Sin embargo, las cifras que manejaron algunos periódicos extranjeros fueron muy distintas. El periodista John Rodda, presente en la plaza de las Tres Culturas, publicó en The Guardian la cifra de 500 muertos, aunque una investigación realizada posteriormente por el mismo medio fijó el número final en 325. Esa cifra es la que a día de hoy se maneja como la más probable. En cuanto a los heridos, se habla de miles, igual que los detenidos, que fueron más de 2.000 según el documental Tlatelolco: las claves de la masacre. El Ejército se mantuvo en la plaza de Tlatelolco hasta el 9 de octubre, cuando se había cumplido una semana de la matanza.

Diez días después de la masacre, se celebró la gran ceremonia de inauguración de los Juegos Olímpicos, que transcurrió sin altercados. La XIX Olimpiada fue aprovechada por dos atletas estadounidenses, Tommie Smith y John Carlos, para protestar por la segregación racial. Tras ganar el oro y el bronce en la carrera de 200 metros, alzaron el puño enfundado en un guante negro mientras sonaba el himno estadounidense, como gesto de apoyo al Black Power (Poder Negro).

Inauguración de los XIX Juegos Olímpicos en Ciudad de México. Foto: Associated Press.

Las consecuencias de la matanza

Sin embargo, ninguna delegación se retiró de los Juegos Olímpicos por la masacre de Tlatelolco y pocas voces se alzaron en contra de lo ocurrido, aunque sí hubo algunas relevantes. Mientras James Hines hacía Historia en la final de los 100 metros lisos, al convertirse en el primer hombre en lograr un tiempo de menos de 10 segundos en unos Juegos Olímpicos, y Bob Beamon lograba un récord en salto de longitud alcanzando 8,9 metros que tardarían 22 años en batirse, el poeta Octavio Paz, embajador de México en la India, renunciaba a su puesto tras lo ocurrido.

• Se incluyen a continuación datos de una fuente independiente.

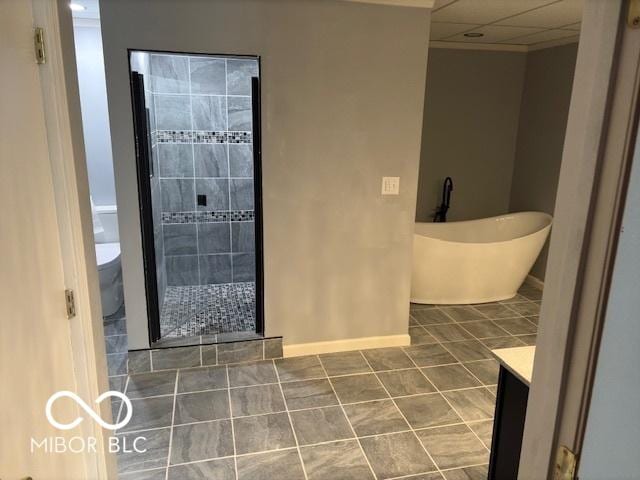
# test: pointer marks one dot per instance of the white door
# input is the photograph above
(36, 355)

Otra voz que sonó con fuerza tras la masacre fue la de la periodista italiana Oriana Fallaci, que se encontraba en la plaza de las Tres Culturas la tarde del 2 de octubre y fue una de las víctimas de la intervención militar. Convalecía en el Hospital Francés recuperándose de los tres balazos recibidos cuando aseguró no haber visto, ni siquiera en la guerra, una matanza de tales magnitudes. Su asombro alcanzaba también a la cobertura informativa de aquella atrocidad. Tal fue su indignación contra unos medios de comunicación que, según la periodista, ocultaban la verdad y contra un gobierno silencioso que atemorizaba a la sociedad, que llegó a prometer que no volvería nunca a México.

La periodista italiana Oriana Fallaci, mientras se recupera en el hospital, recibe al embajador italiano en México, Enrico Guastone Belcredi. Foto: Associated Press.

El 27 de octubre, tres semanas después de la matanza de Tlatelolco, concluían los Juegos Olímpicos de México. Un mes y medio más tarde, los estudiantes regresaban a las aulas donde todo había comenzado.